Charlie and I have worked together as a part of the Coordinating Committee with the Massachusetts Poor People’s Campaign for over a year, bringing people together from these and surrounding communities to learn about the campaign and to share ideas as we prepared for the June 18 gathering. And this is a big part of what the campaign is about. As we come together to demand justice for the 140 million poor and low-income people in this nation, and to address the interlocking injustices of poverty, systemic racism, militarism, ecological devastation, and the false moral narrative of religious nationalism, we understand that small groups of people working within separate communities will not be enough to overcome the injustices we face.

Instead, we connect over our shared humanity and common needs across all lines of division while also acknowledging the centrality and violence of systemic racism. For years, people have been under attack, pitted against each other, and blamed for society’s problems. But this movement is one that brings people together across race, gender and sexuality, ability, faith, and region to turn our pain, fear, and anger into a united force to reconstruct the nation from the bottom up. And this is exactly what we encountered when our group of riders made our way from the bus to Pennsylvania Avenue.

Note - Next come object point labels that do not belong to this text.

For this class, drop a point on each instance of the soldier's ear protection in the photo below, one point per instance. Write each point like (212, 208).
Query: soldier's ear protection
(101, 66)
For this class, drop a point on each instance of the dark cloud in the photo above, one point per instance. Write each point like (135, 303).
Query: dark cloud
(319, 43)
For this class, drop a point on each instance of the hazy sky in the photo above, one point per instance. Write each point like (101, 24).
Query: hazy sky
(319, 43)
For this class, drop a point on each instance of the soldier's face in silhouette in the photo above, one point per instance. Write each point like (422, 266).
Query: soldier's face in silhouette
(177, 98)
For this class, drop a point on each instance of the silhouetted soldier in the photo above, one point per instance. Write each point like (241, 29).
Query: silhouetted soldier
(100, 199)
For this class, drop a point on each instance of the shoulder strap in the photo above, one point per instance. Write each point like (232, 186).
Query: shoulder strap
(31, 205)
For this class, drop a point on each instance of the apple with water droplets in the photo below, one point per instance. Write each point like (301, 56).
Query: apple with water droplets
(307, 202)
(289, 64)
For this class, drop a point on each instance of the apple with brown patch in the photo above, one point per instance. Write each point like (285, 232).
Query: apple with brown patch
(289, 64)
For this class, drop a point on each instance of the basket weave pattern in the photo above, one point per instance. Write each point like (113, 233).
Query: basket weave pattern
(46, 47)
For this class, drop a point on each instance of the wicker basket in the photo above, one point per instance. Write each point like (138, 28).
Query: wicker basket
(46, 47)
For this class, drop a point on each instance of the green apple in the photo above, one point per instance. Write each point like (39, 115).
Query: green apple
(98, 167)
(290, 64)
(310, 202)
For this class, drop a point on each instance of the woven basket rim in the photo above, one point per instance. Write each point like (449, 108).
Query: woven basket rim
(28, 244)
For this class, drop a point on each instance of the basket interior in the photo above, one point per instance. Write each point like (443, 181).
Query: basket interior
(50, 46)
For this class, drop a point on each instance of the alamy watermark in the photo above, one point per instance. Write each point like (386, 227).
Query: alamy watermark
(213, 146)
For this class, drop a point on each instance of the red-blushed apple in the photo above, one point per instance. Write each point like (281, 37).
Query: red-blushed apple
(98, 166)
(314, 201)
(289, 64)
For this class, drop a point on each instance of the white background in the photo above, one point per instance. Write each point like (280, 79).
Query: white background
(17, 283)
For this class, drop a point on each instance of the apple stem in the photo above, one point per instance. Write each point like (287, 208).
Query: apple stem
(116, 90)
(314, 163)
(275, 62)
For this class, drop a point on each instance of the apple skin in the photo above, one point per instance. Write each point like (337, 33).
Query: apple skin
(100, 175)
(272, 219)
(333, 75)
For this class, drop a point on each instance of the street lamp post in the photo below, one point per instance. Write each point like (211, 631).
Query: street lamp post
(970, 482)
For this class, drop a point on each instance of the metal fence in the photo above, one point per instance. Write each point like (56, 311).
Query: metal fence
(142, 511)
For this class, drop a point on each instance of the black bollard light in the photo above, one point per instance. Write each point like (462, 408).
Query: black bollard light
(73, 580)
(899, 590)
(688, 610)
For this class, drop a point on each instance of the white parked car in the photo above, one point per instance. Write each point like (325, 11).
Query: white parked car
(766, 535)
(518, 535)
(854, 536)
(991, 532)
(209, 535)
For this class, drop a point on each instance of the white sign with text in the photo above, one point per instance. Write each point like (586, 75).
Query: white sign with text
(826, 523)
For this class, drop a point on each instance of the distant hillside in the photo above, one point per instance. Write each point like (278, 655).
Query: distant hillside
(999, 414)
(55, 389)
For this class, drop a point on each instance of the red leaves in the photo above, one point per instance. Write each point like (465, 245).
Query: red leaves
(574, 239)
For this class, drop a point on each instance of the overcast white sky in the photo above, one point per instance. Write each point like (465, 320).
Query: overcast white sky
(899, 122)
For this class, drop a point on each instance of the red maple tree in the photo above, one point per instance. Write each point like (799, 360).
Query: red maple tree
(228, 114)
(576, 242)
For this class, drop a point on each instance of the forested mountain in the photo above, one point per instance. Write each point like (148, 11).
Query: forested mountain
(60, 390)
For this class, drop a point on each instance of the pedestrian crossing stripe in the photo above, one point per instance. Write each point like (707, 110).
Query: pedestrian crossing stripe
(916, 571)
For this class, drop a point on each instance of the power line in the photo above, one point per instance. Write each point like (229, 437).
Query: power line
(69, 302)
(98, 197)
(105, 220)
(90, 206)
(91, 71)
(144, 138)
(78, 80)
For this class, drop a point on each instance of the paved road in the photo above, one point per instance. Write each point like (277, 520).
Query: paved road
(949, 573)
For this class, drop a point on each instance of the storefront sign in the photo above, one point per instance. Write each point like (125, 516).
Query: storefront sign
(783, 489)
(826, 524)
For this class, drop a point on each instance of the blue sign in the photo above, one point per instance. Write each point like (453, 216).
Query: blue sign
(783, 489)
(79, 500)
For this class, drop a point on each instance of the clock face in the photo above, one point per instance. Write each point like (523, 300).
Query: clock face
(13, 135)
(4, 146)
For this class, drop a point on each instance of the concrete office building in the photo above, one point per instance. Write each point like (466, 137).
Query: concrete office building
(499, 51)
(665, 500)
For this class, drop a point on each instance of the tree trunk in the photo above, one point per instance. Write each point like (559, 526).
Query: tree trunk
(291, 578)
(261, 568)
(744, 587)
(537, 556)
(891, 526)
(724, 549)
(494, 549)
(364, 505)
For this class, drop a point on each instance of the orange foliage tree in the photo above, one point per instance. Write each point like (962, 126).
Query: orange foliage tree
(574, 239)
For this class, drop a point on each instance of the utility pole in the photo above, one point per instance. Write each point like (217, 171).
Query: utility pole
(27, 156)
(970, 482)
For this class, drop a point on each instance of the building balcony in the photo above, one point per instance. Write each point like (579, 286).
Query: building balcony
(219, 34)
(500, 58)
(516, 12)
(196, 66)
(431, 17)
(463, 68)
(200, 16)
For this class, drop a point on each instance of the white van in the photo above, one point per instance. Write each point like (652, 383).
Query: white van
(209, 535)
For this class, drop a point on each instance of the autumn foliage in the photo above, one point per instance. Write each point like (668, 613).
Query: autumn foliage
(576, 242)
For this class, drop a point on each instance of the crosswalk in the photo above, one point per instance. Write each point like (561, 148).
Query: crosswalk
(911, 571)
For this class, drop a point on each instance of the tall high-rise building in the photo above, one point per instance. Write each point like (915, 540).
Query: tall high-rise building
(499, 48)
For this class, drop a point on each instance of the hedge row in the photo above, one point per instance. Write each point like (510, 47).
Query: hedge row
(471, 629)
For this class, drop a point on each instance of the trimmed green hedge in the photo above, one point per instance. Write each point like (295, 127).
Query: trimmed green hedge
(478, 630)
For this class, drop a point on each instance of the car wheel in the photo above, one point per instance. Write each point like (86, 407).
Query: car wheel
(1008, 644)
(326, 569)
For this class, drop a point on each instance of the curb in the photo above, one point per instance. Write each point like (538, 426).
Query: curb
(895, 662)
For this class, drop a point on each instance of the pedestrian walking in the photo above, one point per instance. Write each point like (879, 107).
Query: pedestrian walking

When speaking with people who attended the event, the words I’ve repeatedly heard are unity, cohesion, and care. It’s not uncommon for large numbers of people to gather in D.C., but it is a rare and beautiful thing to have a large, diverse group such as this gathered with a common purpose and clear demands. We came to communicate these demands, but also to listen and bear witness to the suffering that too often remains hidden or ignored in this nation of abundance.

And listen we did. Over the course of several hours, people impacted by poverty, unjust incarceration, racial violence, and inhumane working conditions stood alongside campaign co-chairs Rev. Dr. William Barber and Rev. Dr. Liz Theoharis. Labor leaders, Indigenous leaders, healthcare workers, military veterans, youth, and clergy stood shoulder to shoulder with speakers Cornel West and Bernice King. They held a mirror to us all, reminding us of our basic obligations to our fellow humans and of the work yet to be done to get there.

As we made our way back to the crowded bus station, resolve hung in the air. We’ve known that this assembly, even on the heels of a season of sustained non-violent direct action, was not an end point but the beginning of something significant. And as we set out on the long journey home, energized and exhausted at once, the group shared some takeaways from the day: step out of your comfort zone; be willing to listen; imagine a world without poverty and racism and don’t stop fighting for it; examine your own role in the injustices we face; be willing to sacrifice for the good of all.

Change is possible, if we commit to doing the hard work together. Will you?

Kate Pousont Scarborough lives in Greenfield and is a coordinating committee member of the Massachusetts Poor People’s Campaign and director of Shelburne Falls Yoga.